Due
milioni di neuroni artificiali interconnessi, così si compone il
primo cervello artificiale della storia, nato da un progetto
realizzato dall’Università di Sassari in collaborazione con
l’Università di Plymouth (Inghilterra). Annabel (Artificial
Neural Network with Adaptive Behavior Exploited for Language
Learning),
questo il nome assegnato al tecnologico processo cognitivo, ha
imparato a “dialogare” con l’uomo. E’ stato infatti
programmato per assimilare le competenze linguistiche umane per poter
studiare come avvenga tale processo all’interno del nostro
cervello.

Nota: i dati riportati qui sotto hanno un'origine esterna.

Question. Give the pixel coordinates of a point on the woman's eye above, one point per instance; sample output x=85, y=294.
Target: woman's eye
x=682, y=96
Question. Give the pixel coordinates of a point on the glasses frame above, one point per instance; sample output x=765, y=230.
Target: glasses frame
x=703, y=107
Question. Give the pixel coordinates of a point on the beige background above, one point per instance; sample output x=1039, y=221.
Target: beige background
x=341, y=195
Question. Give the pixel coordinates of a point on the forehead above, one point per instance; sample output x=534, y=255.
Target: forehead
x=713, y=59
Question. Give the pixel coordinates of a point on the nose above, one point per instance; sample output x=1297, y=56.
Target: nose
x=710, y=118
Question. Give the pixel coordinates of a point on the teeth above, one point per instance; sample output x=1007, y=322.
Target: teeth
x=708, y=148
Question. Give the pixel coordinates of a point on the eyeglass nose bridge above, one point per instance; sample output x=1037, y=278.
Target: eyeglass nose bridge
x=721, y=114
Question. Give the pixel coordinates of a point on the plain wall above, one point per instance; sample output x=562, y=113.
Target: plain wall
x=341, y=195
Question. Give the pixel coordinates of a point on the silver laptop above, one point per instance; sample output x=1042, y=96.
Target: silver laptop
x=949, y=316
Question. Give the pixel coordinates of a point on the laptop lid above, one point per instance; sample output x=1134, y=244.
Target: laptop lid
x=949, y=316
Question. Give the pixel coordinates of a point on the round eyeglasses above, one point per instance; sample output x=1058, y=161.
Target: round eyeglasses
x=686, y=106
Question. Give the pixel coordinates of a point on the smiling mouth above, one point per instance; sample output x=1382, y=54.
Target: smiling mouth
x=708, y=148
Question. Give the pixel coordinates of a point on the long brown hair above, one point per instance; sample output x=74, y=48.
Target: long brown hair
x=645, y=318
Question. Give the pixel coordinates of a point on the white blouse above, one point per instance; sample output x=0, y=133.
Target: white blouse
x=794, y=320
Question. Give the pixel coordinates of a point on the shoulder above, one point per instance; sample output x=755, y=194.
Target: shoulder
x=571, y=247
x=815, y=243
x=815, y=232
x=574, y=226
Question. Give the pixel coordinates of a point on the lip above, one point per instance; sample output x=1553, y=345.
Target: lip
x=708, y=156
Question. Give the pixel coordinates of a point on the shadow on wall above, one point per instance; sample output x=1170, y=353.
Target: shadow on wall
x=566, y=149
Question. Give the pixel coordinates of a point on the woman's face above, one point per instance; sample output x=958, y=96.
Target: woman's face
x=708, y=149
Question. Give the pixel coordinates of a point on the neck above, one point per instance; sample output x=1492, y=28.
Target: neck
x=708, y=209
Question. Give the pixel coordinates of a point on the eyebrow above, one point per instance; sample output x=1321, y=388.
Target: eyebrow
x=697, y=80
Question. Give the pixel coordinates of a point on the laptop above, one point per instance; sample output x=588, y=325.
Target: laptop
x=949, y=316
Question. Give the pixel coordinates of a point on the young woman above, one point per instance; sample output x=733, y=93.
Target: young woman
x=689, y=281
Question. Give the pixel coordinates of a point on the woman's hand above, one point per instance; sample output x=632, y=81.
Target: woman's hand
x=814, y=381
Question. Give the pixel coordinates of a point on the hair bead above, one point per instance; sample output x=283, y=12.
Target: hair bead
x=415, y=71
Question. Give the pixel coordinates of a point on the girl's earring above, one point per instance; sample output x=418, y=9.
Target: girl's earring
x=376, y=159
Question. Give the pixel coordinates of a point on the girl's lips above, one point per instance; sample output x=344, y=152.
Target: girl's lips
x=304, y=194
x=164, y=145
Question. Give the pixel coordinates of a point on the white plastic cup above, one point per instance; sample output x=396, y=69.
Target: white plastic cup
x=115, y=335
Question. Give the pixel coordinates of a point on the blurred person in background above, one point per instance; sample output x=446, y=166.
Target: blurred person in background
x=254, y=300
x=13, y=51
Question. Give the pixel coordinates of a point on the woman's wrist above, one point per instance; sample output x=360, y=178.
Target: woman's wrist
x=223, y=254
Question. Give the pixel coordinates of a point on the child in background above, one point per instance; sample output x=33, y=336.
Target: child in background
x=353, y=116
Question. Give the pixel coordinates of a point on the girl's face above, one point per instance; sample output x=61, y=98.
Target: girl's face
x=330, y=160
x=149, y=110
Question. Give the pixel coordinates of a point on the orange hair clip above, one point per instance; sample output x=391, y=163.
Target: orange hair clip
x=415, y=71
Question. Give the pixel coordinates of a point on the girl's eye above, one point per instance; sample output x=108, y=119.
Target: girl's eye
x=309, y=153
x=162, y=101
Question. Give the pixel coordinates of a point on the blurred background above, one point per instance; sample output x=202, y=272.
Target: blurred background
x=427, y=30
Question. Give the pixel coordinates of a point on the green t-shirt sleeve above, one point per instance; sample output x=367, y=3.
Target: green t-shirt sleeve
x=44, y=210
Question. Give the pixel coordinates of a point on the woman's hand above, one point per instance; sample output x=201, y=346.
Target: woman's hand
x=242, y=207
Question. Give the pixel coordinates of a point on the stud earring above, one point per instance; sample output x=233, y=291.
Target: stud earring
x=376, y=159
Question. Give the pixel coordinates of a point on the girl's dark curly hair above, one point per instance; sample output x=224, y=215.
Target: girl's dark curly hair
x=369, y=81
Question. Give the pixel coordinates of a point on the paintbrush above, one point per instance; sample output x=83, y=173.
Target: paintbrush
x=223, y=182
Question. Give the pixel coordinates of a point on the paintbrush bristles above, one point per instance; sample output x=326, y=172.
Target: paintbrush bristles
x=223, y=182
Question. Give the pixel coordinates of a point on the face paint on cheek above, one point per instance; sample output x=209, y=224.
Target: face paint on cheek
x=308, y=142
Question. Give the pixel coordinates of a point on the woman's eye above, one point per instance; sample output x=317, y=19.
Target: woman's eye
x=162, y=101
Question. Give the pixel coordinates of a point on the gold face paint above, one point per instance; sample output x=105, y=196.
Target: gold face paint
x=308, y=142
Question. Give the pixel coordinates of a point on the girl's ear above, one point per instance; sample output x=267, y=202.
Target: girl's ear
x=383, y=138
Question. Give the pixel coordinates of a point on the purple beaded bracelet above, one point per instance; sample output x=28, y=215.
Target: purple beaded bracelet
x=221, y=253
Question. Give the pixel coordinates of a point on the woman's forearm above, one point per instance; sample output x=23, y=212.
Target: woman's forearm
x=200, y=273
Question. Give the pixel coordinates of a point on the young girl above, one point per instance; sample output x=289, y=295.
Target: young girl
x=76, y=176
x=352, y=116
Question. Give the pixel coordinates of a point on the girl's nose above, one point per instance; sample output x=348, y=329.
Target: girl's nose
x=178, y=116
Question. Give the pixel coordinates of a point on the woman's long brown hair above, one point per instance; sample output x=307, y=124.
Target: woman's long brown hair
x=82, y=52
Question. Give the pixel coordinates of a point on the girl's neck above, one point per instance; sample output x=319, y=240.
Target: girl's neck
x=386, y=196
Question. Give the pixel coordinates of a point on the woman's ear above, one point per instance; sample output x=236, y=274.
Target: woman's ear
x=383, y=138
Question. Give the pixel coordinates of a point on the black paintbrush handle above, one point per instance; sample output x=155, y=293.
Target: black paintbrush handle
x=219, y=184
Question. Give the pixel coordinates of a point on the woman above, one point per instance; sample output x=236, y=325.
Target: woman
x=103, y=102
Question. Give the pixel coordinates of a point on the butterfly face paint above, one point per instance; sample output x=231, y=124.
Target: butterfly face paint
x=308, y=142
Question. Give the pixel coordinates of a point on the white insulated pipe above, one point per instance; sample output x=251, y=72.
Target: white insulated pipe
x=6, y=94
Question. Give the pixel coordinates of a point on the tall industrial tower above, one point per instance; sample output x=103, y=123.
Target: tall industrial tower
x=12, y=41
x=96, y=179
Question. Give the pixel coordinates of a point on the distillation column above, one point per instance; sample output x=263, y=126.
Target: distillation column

Per ora Annabel ha “soltanto” due milioni di neuroni,
contro il miliardo dell’organo umano, ma gli scienziati impegnati
nel progetto contano di implementarlo nel prossimo futuro. La
previsione ambisce all’integrazione in un robot dalle capacità più
sofisticate, in grado di sviluppare anche delle percezioni
sensoriali. Un passo ardito verso una superintelligenza? Sicuramente,
al momento, è un grande passo avanti nella tecnologia informatica,
che sperimenta un’evoluzione sorprendentemente veloce: dal primo
approccio di macchina aritmetica, nel XVII° secolo, all’impiego
delle conoscenze basate sulle banche dati, degli anni 70.
Ma
l’intelligenza artificiale è qualcosa che va oltre la tecnologia
informatica. Nella sua ambizione di creare un intelletto che simuli
quello umano, solleva anche problematiche di tipo etico: il rischio è
quello legato alla produzione di macchine capaci di superare
l’efficienza umana e, come sostiene Bart Selman, professore alla
Cornell University, il pericolo sta nel fatto che tali tecnologie
super-dotate potrebbero verosimilmente arrivare ad agire
autonomamente dall’uomo. A questo punto l’umanità sarebbe
totalmente annichilita. Questa preoccupazione è condivisa da molti
scienziati e addetti ai lavori che, in un futuro non prossimo ma
realistico, prevedono scenari inquietanti. Saprà l’uomo non
oltrepassare certi limiti, evidentemente autodistruttivi?